INVESTORS may be tempted to shy away from stocks in the next week or two as the latest version of the fiscal follies plays out in Washington.
It's understandable. The prospect of a government shutdown or, worse, default on the federal debt, rekindles memories of 2011 when Washington's infighting prompted the loss of the United States' "Triple-A" credit rating and was a primary driver behind the stock market's last full-on correction.
The sense from Wall Street analysts this time, however, is that the current drama is likely to feature more bluster than bravado and contains overblown threats.
"Looking back at the pattern that has emerged since the debt ceiling fiasco back in 2011, the Republican leadership got the message that if there is a government shutdown, most likely their party is going to get blamed," said Brian Jacobsen, of Wells Fargo Funds Management in Wisconsin. "They're going to be very sensitive to that public sentiment as we get closer to a midterm election year" in 2014, he said.
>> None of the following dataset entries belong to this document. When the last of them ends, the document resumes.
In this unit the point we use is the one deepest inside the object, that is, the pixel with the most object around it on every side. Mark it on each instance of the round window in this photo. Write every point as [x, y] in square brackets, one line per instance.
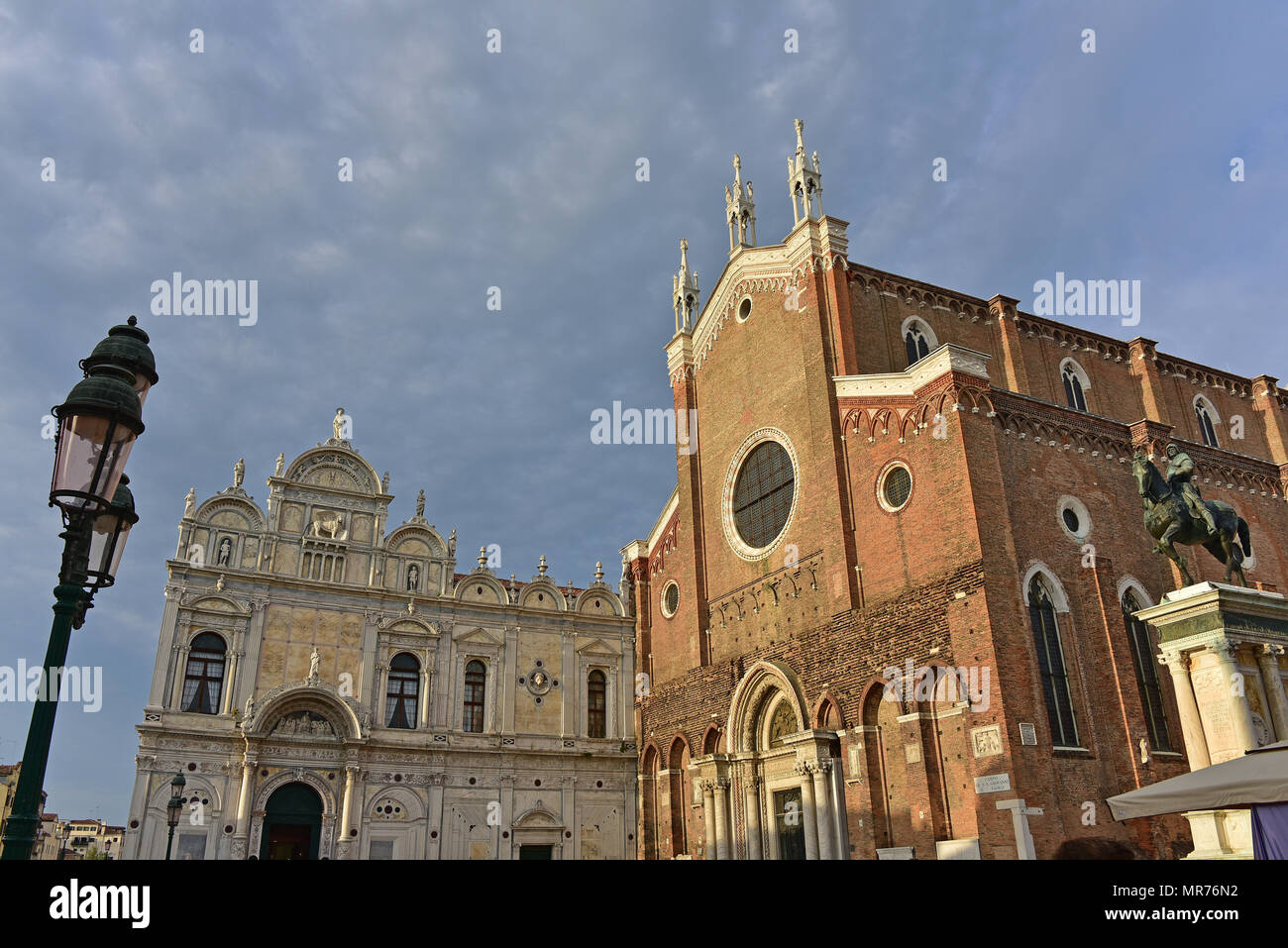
[896, 487]
[1074, 518]
[763, 494]
[670, 599]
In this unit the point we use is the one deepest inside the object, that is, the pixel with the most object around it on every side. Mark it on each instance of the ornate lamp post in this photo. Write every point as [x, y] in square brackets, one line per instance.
[97, 427]
[174, 807]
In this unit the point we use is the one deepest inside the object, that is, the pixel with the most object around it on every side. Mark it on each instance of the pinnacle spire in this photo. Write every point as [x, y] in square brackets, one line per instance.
[739, 210]
[684, 288]
[804, 180]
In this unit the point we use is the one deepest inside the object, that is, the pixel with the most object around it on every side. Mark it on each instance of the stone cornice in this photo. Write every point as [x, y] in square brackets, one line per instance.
[915, 377]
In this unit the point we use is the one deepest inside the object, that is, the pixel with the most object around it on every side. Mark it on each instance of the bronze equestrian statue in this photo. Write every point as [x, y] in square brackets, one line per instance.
[1176, 513]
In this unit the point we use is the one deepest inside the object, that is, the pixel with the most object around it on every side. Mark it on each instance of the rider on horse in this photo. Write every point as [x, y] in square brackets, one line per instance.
[1180, 473]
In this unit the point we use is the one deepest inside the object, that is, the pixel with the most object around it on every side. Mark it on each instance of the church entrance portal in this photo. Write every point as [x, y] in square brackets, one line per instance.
[292, 823]
[790, 824]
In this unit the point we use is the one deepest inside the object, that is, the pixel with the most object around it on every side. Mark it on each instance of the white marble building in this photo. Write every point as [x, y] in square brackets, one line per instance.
[331, 687]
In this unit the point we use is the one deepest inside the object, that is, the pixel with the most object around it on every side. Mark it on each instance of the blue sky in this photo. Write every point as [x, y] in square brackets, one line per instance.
[518, 170]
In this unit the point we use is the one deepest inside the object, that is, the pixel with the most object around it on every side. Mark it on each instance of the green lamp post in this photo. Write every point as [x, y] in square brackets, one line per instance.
[172, 809]
[97, 428]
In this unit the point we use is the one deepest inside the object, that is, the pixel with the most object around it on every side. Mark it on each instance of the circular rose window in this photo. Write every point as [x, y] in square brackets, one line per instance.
[759, 493]
[670, 599]
[894, 487]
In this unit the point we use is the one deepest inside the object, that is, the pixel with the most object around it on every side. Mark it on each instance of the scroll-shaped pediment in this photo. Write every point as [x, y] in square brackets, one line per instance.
[597, 647]
[476, 636]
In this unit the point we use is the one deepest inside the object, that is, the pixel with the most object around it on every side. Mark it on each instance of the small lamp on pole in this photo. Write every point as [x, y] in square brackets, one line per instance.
[174, 807]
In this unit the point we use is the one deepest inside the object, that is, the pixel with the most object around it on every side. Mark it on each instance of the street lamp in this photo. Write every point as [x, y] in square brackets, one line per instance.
[97, 428]
[174, 807]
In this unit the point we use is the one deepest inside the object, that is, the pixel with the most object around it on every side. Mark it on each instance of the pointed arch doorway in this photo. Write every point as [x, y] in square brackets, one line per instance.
[292, 823]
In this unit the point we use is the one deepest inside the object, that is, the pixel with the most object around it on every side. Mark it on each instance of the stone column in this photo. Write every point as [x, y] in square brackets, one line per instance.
[244, 801]
[751, 786]
[819, 771]
[1239, 710]
[180, 670]
[426, 681]
[708, 818]
[1192, 724]
[721, 793]
[807, 811]
[380, 694]
[1267, 660]
[226, 698]
[351, 779]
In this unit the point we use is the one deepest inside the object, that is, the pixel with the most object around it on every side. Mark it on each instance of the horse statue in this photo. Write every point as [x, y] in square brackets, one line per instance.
[1170, 520]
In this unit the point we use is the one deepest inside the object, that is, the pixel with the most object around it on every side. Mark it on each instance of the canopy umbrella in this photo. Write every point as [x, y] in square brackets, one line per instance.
[1257, 781]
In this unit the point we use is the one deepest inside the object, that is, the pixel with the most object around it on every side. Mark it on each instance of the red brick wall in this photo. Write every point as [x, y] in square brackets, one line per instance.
[941, 579]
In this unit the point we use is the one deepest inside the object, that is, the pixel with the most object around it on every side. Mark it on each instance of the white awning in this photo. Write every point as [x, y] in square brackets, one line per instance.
[1257, 777]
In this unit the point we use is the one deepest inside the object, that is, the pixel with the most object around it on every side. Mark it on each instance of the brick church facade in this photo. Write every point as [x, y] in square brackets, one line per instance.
[893, 475]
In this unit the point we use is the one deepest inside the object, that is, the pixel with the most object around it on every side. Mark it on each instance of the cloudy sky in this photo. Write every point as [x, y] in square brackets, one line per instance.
[518, 170]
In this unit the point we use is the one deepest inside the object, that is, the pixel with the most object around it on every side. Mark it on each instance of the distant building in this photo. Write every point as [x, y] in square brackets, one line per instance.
[331, 687]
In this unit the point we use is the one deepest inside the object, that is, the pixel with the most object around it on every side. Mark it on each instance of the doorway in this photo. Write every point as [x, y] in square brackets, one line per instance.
[789, 823]
[292, 823]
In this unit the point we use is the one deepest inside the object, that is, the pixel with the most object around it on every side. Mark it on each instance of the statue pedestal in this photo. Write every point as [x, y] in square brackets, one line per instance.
[1225, 648]
[1220, 833]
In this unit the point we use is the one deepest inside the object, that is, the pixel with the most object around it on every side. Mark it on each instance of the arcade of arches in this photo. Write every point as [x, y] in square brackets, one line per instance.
[773, 784]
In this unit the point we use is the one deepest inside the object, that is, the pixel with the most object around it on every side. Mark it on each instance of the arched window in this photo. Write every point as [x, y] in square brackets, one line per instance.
[782, 724]
[1051, 669]
[476, 685]
[1146, 675]
[596, 703]
[914, 343]
[1074, 386]
[402, 691]
[1205, 412]
[204, 682]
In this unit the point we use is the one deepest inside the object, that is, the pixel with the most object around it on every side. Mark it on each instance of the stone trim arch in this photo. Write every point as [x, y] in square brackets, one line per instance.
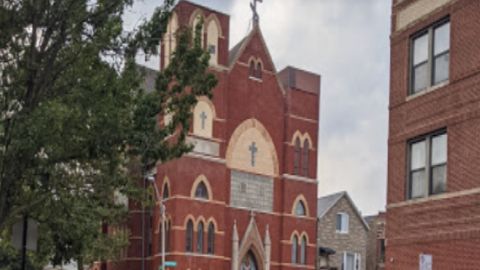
[187, 218]
[302, 137]
[198, 180]
[301, 198]
[213, 18]
[215, 224]
[294, 233]
[255, 124]
[209, 103]
[201, 219]
[194, 15]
This week on Wall Street, the Dow Jones industrial average will open with three new components as Goldman Sachs, Visa and Nike replace Bank of America, Hewlett Packard and Alcoa.
Even though the market faces a low chance of disruption from the fiscal fighting, there might still be a bearish signal from Washington.
"Fiscal retrenchment" in Washington was one of the reasons cited this week by the Federal Reserve for not reducing its stimulus programme of $85bn a month in bond purchases.